August 23, 2024 · Education · 8 min read

Non-Opioid Tools for Real Pain

Pain that started this story usually does not disappear when the pills do. Here are the modalities with the strongest evidence behind them.

Non-Opioid Tools for Real Pain

Most people who end up on long-term painkillers started with real, legitimate pain. Back injuries. Post-surgical recovery. Chronic conditions that did not respond well to first-line treatments. Getting off the medication does not address the underlying pain, and pretending otherwise is one of the fastest paths back to a refilled prescription.

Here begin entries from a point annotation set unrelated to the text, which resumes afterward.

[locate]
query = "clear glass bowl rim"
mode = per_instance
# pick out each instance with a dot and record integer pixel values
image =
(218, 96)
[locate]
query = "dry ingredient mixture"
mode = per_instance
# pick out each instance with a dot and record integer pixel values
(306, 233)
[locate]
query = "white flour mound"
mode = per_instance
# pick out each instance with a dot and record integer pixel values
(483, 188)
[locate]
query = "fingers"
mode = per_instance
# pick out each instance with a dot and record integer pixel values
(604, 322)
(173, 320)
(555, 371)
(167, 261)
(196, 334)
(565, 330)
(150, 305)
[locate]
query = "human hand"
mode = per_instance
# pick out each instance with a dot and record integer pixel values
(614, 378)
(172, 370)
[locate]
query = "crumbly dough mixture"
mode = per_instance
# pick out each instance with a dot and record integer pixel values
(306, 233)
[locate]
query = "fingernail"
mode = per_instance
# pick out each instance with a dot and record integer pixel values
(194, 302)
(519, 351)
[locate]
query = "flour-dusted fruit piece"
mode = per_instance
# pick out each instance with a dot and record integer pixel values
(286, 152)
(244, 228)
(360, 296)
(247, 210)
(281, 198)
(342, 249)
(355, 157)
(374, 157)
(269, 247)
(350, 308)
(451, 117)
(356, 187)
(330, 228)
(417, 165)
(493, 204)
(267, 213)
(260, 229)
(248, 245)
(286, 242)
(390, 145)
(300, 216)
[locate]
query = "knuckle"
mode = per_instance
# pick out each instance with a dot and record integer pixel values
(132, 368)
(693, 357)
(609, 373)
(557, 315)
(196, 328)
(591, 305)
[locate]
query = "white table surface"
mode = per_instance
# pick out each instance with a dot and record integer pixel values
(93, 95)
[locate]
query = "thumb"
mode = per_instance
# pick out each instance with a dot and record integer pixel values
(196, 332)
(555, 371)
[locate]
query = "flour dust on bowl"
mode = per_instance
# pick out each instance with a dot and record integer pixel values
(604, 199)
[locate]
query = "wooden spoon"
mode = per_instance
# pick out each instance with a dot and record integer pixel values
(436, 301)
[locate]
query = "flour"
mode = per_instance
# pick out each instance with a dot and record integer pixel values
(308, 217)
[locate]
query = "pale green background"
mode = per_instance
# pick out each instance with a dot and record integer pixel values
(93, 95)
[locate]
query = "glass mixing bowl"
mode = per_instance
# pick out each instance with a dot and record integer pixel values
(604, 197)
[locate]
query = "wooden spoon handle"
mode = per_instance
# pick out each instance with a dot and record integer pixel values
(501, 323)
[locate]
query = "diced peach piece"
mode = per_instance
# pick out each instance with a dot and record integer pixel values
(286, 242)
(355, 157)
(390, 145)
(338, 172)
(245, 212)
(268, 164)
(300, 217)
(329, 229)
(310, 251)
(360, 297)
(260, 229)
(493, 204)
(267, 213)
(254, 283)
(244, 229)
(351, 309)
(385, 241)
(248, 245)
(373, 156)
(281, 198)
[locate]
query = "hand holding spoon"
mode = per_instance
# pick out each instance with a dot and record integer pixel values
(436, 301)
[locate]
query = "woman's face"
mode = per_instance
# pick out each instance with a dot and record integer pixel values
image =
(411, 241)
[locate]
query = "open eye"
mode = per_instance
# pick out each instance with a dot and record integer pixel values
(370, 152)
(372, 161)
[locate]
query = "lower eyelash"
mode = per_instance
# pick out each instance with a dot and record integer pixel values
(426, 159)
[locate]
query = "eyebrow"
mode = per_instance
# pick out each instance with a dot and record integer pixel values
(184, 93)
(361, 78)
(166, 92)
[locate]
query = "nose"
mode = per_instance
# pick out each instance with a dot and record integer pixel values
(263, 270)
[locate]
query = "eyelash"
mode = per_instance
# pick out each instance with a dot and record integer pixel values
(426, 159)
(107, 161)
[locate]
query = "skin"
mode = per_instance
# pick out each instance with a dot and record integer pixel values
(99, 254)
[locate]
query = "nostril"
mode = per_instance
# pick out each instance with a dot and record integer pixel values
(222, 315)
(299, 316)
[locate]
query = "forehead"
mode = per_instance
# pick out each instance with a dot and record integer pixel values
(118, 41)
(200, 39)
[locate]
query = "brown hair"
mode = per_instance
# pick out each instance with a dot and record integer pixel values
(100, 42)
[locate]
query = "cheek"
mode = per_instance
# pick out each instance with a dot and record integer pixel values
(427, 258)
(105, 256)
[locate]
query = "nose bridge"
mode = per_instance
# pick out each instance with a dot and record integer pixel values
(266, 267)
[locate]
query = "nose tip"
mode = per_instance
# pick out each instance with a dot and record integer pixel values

The non-opioid toolkit is wider than most patients realize. Structured physical therapy with a clinician who specializes in chronic pain is the single highest-yield intervention for most musculoskeletal pain. Cognitive-behavioral therapy for chronic pain (CBT-CP) has a remarkably strong evidence base. Topical agents, certain antidepressants used at low doses, anticonvulsants for nerve pain, and interventional procedures like targeted injections all have a place.

None of these are as fast or as dramatic as an opioid. All of them, used together, can produce a quality of life that is genuinely better than the one the medication was providing. It takes longer to build, and it requires a clinician who treats pain as a long-term problem rather than an emergency, but it is real and it is reachable.